Even Fortnum & Mason, the Queen’s grocer, is not immune to the effects of the collapse in the pound. The upmarket retailer said rising costs associated with the currency’s fall would inevitably lead to price inflation in 2017.
“Retailers are nervous about the role of inflation, it definitely poses a threat and absolutely, prices will rise next year, there’s no avoiding it. We won’t be alone,” chief executive Ewan Venters said.
“Although our suppliers might be UK based, when you look at the ingredients mix, the packaging mix, it’s sourced from all over the world, so we can’t get away from currency movements.
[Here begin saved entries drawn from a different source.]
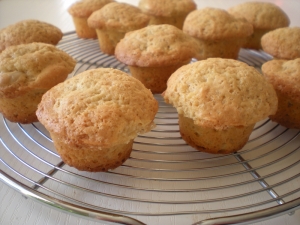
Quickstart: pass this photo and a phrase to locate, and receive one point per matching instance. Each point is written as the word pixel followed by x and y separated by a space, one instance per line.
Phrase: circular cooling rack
pixel 164 181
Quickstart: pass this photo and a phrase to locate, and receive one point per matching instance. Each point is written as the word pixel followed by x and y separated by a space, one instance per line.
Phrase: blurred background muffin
pixel 113 21
pixel 218 33
pixel 94 116
pixel 282 43
pixel 264 16
pixel 153 53
pixel 171 12
pixel 27 71
pixel 80 12
pixel 284 75
pixel 28 31
pixel 218 102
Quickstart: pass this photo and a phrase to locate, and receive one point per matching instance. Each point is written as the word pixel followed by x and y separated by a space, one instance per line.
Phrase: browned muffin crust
pixel 156 46
pixel 28 31
pixel 282 43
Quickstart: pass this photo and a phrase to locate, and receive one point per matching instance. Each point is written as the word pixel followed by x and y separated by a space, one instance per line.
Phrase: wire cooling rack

Of course, we’ll try and mitigate against that,” he said.
However, Fortnum’s has not yet been hurt by the exchange rate move; it announced a 27 per cent surge in profits on Monday.
Full-year results saw profits up to £6.2m on sales of £98.7m, helped by growth in online sales.
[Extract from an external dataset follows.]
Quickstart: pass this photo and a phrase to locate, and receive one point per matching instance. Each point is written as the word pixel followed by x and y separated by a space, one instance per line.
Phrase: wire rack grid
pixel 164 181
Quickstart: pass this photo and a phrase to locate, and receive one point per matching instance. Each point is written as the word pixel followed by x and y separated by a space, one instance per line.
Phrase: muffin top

Mr Venters also pointed out that the weaker pound would present opportunities, including increased tourism to the UK and the possibility to export more.
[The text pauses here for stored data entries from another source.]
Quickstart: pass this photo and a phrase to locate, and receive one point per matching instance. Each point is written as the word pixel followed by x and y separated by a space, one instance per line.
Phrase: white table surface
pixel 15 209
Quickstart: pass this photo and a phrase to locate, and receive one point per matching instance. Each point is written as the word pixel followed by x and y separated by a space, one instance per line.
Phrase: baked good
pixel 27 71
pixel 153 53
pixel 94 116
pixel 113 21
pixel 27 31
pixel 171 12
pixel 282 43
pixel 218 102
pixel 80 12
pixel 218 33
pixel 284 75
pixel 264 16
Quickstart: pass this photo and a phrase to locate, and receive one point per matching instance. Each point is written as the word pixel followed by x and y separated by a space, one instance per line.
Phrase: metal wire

He said this, combined with the firm’s international operations, will mitigate a potential downturn in the UK business.
“Uncertainty makes our job more challenging, but then consumers look for better value, a great product and reassurance when they spend,” he said.
“Current trading, post the Brexit vote, continues to be strong.”
Fortnum & Mason will also continue to explore international opportunities, with Mr Venters saying Donald Trump’s election victory in the US will not stop the firm scoping out a potential New York outlet.
Many British companies are feeling the effects of post-referendum currency movements, which have seen the pound lose almost a fifth of its value against the dollar, making imports significantly more costly.